Le aziende, dalle PMI alle grandi multinazionali, hanno un elemento in comune, essere quel che sono grazie alle persone che ci lavorano. Investire sul benessere e sulla tutela psicologica del proprio personale diventa a questo punto di fondamentale importanza, non solo perché da alcuni anni a  questa parte la valutazione del rischio stress lavoro-correlato è un obbligo di legge, ma in quanto il benessere del personale interno alle aziende è  il fattore principe affinchè la nostra azienda funzioni come deve. Il rischio stress lavoro correlato è inoltre, differentemente da altre categorie di rischi lavorativi, sempre presente indipendentemente dal fatturato aziendale, dal numero di dipendenti e dal settore di appartenenza. A maggior ragione a seguito di un cambiamento globale quale quello portato da una pandemia esso è reale e come tale deve essere affrontato, gestito, monitorato e deve portare alla messa in atto di misure preventive efficaci allo scopo di ridurre l’entità del potenziale danno e favorire il benessere delle persone nelle organizzazioni.

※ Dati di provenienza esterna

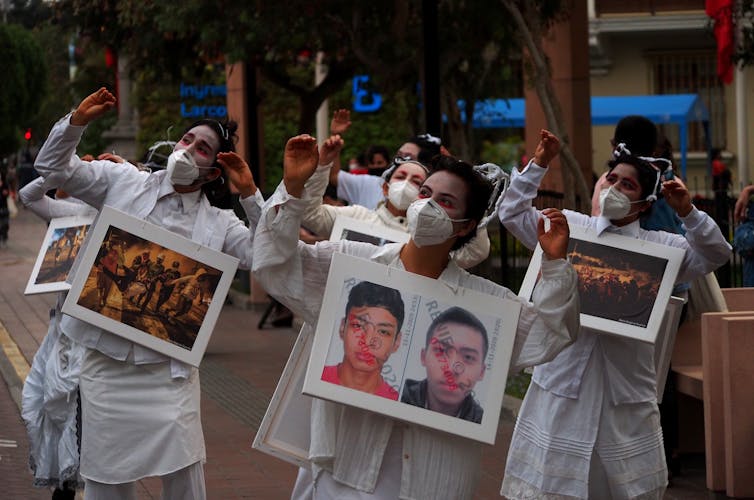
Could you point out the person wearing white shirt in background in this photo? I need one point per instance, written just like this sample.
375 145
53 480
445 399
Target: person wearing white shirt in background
589 426
359 454
141 410
49 400
366 190
400 186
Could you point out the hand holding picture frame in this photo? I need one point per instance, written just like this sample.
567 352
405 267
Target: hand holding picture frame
348 228
624 283
448 348
61 245
150 286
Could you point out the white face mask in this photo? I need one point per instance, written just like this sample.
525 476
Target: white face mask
615 205
402 193
428 223
182 168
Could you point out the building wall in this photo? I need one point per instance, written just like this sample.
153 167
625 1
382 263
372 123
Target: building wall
628 72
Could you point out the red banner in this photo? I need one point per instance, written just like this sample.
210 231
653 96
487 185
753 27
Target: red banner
721 11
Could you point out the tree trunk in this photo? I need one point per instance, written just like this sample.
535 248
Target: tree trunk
531 36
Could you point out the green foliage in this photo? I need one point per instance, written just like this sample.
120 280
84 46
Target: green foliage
24 84
517 385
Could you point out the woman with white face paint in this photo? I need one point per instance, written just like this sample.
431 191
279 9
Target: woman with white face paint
359 454
589 426
400 188
140 409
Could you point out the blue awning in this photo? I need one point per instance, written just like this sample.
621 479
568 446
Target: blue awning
678 109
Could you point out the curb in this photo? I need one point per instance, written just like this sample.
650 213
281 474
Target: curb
13 366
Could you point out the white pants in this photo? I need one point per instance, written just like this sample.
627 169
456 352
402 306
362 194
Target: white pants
183 484
326 488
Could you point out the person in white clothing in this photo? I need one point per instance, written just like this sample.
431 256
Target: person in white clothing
358 454
589 426
49 399
366 190
141 410
399 187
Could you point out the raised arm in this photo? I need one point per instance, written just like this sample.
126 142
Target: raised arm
473 252
57 161
517 213
289 270
33 197
317 217
238 172
339 125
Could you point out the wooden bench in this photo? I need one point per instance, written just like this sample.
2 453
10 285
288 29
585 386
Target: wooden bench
712 360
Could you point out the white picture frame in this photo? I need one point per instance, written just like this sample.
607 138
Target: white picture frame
110 288
62 242
423 300
642 271
285 431
348 228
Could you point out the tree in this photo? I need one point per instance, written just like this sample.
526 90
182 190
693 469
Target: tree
281 39
527 15
24 84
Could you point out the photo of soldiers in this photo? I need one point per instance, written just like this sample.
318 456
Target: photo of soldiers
60 254
184 300
154 271
166 290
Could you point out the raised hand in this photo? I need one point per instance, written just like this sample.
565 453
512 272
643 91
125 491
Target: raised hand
93 106
299 163
330 149
111 157
547 149
677 196
341 122
238 173
554 242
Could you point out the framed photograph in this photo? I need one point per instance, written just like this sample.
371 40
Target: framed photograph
60 247
285 429
348 228
396 343
665 342
624 283
150 286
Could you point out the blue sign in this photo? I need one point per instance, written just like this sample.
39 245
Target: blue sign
364 99
199 93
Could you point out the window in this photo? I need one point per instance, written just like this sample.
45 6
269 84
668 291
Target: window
691 72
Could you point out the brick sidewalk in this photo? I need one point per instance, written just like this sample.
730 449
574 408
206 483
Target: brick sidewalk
238 375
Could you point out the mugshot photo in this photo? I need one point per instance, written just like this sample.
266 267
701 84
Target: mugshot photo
392 342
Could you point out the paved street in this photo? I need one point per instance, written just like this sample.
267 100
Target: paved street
238 375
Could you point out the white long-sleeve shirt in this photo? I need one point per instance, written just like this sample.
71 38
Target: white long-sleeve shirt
320 218
150 197
33 197
350 442
630 363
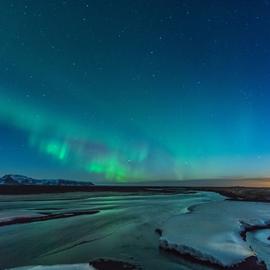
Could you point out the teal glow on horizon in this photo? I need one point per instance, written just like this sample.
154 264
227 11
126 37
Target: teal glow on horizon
121 92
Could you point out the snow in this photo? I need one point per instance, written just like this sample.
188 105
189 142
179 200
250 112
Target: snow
13 179
84 266
263 236
211 231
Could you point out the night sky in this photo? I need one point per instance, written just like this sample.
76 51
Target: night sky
134 90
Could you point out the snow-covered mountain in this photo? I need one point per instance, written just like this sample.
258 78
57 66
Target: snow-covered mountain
13 179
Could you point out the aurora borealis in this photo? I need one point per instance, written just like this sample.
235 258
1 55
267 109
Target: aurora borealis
135 90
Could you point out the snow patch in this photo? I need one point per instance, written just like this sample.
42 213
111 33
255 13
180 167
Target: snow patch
211 231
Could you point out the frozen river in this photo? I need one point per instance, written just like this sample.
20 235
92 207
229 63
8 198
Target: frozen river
105 225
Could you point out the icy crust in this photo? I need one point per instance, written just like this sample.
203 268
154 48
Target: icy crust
84 266
212 232
263 236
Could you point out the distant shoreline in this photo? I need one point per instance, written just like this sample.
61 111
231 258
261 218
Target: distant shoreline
233 193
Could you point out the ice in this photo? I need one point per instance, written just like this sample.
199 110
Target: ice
211 232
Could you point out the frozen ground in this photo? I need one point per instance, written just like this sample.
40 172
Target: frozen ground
211 231
124 229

In un’azienda, collaboratori stressati sono collaboratori distratti, demotivati, aggressivi, che alimenteranno le voci di corridoio negative e i malumori collettivi, che non produrranno quanto un lavoratore felice; saranno collaboratori che manderanno spesso malattie, che lasceranno facilmente il proprio posto di lavoro, che arriveranno in ritardo e verso i quali i manager dovranno fare richiami, o che dovranno essere licenziati. Per non parlare poi alla quota di errore umano che si amplifica e ai rischi da ciò derivanti.

La soluzione a tutto ciò è dunque lavorare affinché i disagi attuali possano essere presi in mano e gestiti fin da subito.

Gli imprenditori, i manager e i rappresentanti dei lavoratori hanno una responsabilità non solo legale ma soprattutto morale nei confronti dei propri collaboratori e proprio per questo devono percepire e riconoscere l’esigenza di attivarsi in quest’ottica. Possono farlo da soli e possono usufruire del supporto specialistico di professionisti in grado di formare e informare i componenti dell’azienda su tematiche relative ai rischi stress lavoro-correlati e alle loro novità in ottica post-pandemia; possono lasciarsi affiancare nella valutazione dello stato di benessere organizzativo e quindi nell’analisi del clima aziendale e attuare quell’insieme di interventi volti a supportare i lavoratori e prevenire il manifestarsi di ulteriori disagi o fragilità che inficiano il buon rendimento del loro lavoro e, in un’ottica di più ampio respiro, la loro stessa qualità di vita.